The Lord isn’t really being slow about his promise, as some people think. No, he is being patient for your sake. He does not want anyone to be destroyed, but wants everyone to repent.

Did anyone else hear, “Don’t dawdle!” in this verse? Or was that just me? Maybe it was just me because, again, I’m thinking this word has fallen out of common usage.

I looked it up on dictionary.com, and the word actually started into common usage around 1775, probably based on the word “daddle” which started in 1656 and meant to walk unsteadily. The thought is that the daw bird influenced the word because of its reputation of being sluggish and silly. And that’s what dawdle means. To waste time. Being sluggish. Being idle. Lingering for no purpose other than to linger. It’s the kind of word I used to think only stiff and proper nannies used when telling unruly children to get busy.

The thing about dawdling is that it’s purposeless. It’s a waste.

And what I see in this verse today is that God isn’t dawdling. He’s waiting. Sometimes it’s difficult to distinguish between waiting and wasting time, but the way you can tell is that one has a purpose and the other doesn’t. Waiting means there’s a plan in action and you’re just anticipating when it’s your turn to jump in; dawdling, wasting time, is knowing the plan but refusing to jump in even when it’s your turn.

God isn’t dawdling. He has a plan. He has a purpose. He’s waiting to come back for us because He wants to give everyone the opportunity to make a choice. He’s waiting because there are still some people who are dawdling.

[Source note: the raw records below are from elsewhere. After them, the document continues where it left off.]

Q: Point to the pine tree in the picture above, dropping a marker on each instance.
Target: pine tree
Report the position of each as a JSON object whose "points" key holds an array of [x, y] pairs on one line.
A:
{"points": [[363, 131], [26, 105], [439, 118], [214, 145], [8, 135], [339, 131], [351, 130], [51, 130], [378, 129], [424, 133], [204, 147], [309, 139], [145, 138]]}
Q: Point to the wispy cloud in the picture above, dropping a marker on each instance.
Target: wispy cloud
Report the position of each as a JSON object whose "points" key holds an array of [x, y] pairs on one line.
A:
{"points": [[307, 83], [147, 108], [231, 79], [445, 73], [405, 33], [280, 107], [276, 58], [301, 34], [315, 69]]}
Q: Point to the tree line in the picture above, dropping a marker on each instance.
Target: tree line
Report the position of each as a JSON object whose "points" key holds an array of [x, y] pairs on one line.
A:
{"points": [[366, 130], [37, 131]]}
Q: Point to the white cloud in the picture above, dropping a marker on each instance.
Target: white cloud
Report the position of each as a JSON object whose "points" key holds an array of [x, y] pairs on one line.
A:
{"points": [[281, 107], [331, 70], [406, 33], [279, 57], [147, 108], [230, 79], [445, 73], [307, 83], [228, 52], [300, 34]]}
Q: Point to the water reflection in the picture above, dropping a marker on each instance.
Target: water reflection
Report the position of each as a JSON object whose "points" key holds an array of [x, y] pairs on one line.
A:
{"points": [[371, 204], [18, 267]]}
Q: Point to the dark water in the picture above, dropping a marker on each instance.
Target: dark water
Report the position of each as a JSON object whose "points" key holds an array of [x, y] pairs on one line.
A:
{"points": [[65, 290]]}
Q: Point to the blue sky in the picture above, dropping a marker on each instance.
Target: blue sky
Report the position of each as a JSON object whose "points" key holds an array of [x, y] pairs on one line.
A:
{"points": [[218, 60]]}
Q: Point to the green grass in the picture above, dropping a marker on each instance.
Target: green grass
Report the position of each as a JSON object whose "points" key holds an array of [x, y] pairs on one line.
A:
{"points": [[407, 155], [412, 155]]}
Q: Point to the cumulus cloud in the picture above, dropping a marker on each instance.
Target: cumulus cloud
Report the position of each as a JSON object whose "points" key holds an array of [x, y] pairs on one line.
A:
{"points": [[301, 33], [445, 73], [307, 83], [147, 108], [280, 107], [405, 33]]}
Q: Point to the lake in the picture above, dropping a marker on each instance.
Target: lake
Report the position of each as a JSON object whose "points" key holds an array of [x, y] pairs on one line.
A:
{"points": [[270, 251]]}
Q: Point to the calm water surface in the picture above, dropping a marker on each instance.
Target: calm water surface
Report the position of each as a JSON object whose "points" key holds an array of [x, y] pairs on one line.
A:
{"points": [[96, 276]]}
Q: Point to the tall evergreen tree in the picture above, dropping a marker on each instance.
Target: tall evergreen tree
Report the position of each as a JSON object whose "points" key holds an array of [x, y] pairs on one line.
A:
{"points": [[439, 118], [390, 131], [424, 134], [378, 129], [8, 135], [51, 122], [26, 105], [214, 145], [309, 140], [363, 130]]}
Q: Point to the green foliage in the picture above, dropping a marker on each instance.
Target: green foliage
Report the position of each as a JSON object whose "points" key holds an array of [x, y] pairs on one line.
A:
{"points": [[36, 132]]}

By that same token, it’s a good idea to think your decision through, though. Don’t make snap judgments ever. I truly believe that many people decide to follow Christ on a whim. It’s easy to say; it’s much more difficult to live. And if that decision wasn’t truly a decision made with both heart and head in tandem, it’s not real. It has to be a commitment, not just a statement. Unfortunately, I think people who don’t believe are confused by those of us who do when we tout the Christian life as easy.

Yes, there are aspects of it that are easy, but it’s not an easy life. Not by a long shot. It’s a life full of joy and gratitude and contentment and wonder and awe at what God can do. But it’s a life of sorrow too because we are constantly surrounded by darkness and contempt and foolishness–and there are days when holding up “This Little Light of Mine” makes my arm really tired. And those are the days that we need to be honest with people about.

So it’s good to think about your choices. But dawdling over choices can get you in trouble. We are a culture of procrastinators, and that would be all right if we had all the time in the world. But we don’t. You need to make sure you understand what you’re changing your mind to, but don’t dawdle about it. Know your choices. Make your choice. Don’t waste time because it’s rapidly running out.

And that works the same in life. We can linger and loiter over choices all day long, but all you’re doing is wasting time. And if God doesn’t dawdle, we shouldn’t either.

So check your heart. Are you wasting time on a decision you need to make? Are you waiting for God to show you what you need to know to make that decision? If you are, that’s between you and Him. But if you already know what you’re supposed to do, do it. Don’t dawdle.